Canberra a officiellement annoncé, samedi 27 juin 2026, le doublement de l'amende maximale applicable aux plateformes numériques qui enfreignent la législation interdisant l'accès des réseaux sociaux aux moins de 16 ans. La pénalité maximale pour les violations systématiques passe ainsi de 49,5 à 99 millions de dollars australiens (environ 68 millions de dollars américains). Cette décision s'accompagne d'un renforcement des prérogatives de la eSafety Commission, le régulateur indépendant chargé de faire respecter l'interdiction.

Un constat d'échec partiel

La mesure, entrée en vigueur le 10 décembre 2025, visait à faire de l'Australie un pionnier mondial dans la protection des enfants en ligne. Cependant, les autorités reconnaissent que son application s'avère complexe. Le gouvernement a indiqué que plus de cinq millions de comptes détenus par des utilisateurs de moins de 16 ans ont été bloqués, désactivés ou restreints depuis l'entrée en vigueur de la loi. Malgré ces chiffres, de nombreux mineurs parviennent encore à contourner l'interdiction en utilisant des comptes enregistrés au nom d'adultes, en créant des profils frauduleux ou en accédant aux services via des navigateurs privés.

Le Premier ministre Anthony Albanese a exprimé son mécontentement face à la situation. « Il est clair que les grandes entreprises technologiques n'en font pas assez pour se conformer à la loi.
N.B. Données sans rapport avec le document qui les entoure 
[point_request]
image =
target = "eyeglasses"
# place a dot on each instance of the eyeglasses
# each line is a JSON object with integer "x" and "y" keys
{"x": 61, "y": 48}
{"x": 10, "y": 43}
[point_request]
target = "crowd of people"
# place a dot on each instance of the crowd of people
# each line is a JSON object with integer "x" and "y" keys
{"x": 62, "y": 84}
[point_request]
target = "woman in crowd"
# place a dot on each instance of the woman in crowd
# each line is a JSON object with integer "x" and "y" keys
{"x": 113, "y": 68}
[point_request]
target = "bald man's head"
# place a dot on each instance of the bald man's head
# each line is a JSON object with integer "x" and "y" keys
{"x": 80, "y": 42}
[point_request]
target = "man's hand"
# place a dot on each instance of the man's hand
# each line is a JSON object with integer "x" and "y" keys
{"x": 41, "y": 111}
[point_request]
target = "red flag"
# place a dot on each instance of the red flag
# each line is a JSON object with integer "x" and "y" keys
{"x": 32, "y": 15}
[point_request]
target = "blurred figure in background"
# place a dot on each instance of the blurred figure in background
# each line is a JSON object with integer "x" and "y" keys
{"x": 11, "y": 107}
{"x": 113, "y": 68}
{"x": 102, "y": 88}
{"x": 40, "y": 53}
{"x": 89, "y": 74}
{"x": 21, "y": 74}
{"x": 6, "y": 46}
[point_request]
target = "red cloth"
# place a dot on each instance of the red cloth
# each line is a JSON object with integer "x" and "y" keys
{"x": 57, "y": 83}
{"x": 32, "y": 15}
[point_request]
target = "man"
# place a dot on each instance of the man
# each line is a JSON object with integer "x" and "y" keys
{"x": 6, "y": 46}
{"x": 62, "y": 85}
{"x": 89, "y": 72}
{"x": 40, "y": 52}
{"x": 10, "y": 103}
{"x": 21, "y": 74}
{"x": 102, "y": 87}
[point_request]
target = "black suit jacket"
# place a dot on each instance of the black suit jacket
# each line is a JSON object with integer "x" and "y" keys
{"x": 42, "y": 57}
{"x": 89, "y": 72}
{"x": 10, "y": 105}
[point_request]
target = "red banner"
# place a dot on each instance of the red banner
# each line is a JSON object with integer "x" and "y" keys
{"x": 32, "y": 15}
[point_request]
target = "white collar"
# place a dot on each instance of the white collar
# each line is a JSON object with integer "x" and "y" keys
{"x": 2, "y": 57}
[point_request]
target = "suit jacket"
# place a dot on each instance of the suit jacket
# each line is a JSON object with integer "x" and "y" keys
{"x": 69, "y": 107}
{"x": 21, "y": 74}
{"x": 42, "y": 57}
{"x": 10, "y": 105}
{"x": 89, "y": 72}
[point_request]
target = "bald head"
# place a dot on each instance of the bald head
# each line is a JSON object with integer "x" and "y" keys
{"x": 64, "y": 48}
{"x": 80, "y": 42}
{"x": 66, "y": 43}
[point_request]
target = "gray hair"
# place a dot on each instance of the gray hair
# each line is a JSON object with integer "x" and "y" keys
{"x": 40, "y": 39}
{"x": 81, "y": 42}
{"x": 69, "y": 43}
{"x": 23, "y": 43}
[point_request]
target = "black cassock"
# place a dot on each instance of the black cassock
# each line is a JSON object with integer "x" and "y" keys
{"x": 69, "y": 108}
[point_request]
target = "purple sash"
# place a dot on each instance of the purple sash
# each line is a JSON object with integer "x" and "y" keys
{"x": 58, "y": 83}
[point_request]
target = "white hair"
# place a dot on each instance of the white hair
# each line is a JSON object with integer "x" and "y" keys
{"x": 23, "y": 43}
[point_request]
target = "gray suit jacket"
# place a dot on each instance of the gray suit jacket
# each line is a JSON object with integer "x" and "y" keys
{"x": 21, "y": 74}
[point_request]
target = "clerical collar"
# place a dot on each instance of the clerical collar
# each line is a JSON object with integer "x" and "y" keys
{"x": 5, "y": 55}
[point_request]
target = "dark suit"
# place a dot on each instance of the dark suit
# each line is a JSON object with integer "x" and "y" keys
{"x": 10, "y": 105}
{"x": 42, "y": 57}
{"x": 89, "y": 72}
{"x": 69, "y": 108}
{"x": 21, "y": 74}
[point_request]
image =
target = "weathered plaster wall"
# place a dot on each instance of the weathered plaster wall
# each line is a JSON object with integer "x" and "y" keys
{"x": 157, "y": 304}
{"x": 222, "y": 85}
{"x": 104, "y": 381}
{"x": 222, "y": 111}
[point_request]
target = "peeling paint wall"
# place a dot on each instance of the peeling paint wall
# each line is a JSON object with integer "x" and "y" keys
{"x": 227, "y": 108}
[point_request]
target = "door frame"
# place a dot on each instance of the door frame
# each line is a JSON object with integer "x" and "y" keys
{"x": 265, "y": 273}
Il y a encore trop d'enfants sur les réseaux sociaux », a-t-il déclaré. Il a ajouté que ces modifications législatives reflètent « le sérieux avec lequel nous considérons toute défaillance des entreprises de réseaux sociaux à se conformer à la loi ».

Des accusations de « stratégies du livre de jeu »

La ministre des Communications, Anika Wells, s'est montrée plus incisive, affirmant que les plateformes « adoptent des astuces directement issues du livre de jeu des grandes technologies et ne font que le strict minimum pour s'en sortir ». Selon elle, les informations qu'elle reçoit régulièrement du régulateur confirment que les efforts des entreprises sont insuffisants. « Les plateformes de réseaux sociaux comptent parmi les entreprises les plus riches et les plus puissantes du monde, et nous sommes déterminés à les tenir pour responsables », a-t-elle souligné.

Pouvoirs renforcés pour le régulateur

Outre le doublement de l'amende, la nouvelle législation accorde à la eSafety Commission des pouvoirs élargis. Le régulateur pourra désormais exiger des plateformes, des entreprises de vérification d'âge et des magasins d'applications qu'ils fournissent des documents et des preuves démontrant les mesures mises en œuvre pour exclure les mineurs. Les plateformes doivent prouver qu'elles ont pris des « mesures raisonnables » pour empêcher l'accès des moins de 16 ans, certaines recourant à l'intelligence artificielle pour estimer l'âge des utilisateurs.

Des enquêtes sont en cours concernant cinq plateformes potentiellement en infraction : Facebook, Instagram, Snapchat, TikTok et YouTube.

Un défi d'application mondial

L'Australie est devenue un cas test à l'échelle internationale. Plusieurs pays, dont le Royaume-Uni, l'Indonésie, les Émirats arabes unis et la Nouvelle-Zélande, suivent de près l'expérience australienne et envisagent des restrictions similaires. Le Royaume-Uni a d'ailleurs annoncé en juin 2026 son intention d'introduire une interdiction comparable pour les moins de 16 ans, avec une mise en œuvre prévue pour le printemps 2027.

Cependant, l'efficacité de la mesure australienne est remise en question. Une évaluation par les pairs publiée ce mois-ci dans le British Medical Journal a conclu à l'absence de « preuves suffisantes » d'une réduction significative de l'utilisation des réseaux sociaux chez les jeunes. L'étude, qui a interrogé plus de 400 enfants avant et trois mois après l'entrée en vigueur de l'interdiction, a mis en évidence un « contournement substantiel » des règles.

Le gouvernement australien reconnaît ces difficultés et présente le durcissement des sanctions comme une preuve de sa détermination à « mettre davantage la pression sur les plateformes qui n'en font pas assez ». Le débat sur la balance entre protection de l'enfance et libertés numériques, ainsi que sur la faisabilité technique d'un contrôle d'âge efficace, reste ouvert, tant en Australie qu'à l'étranger.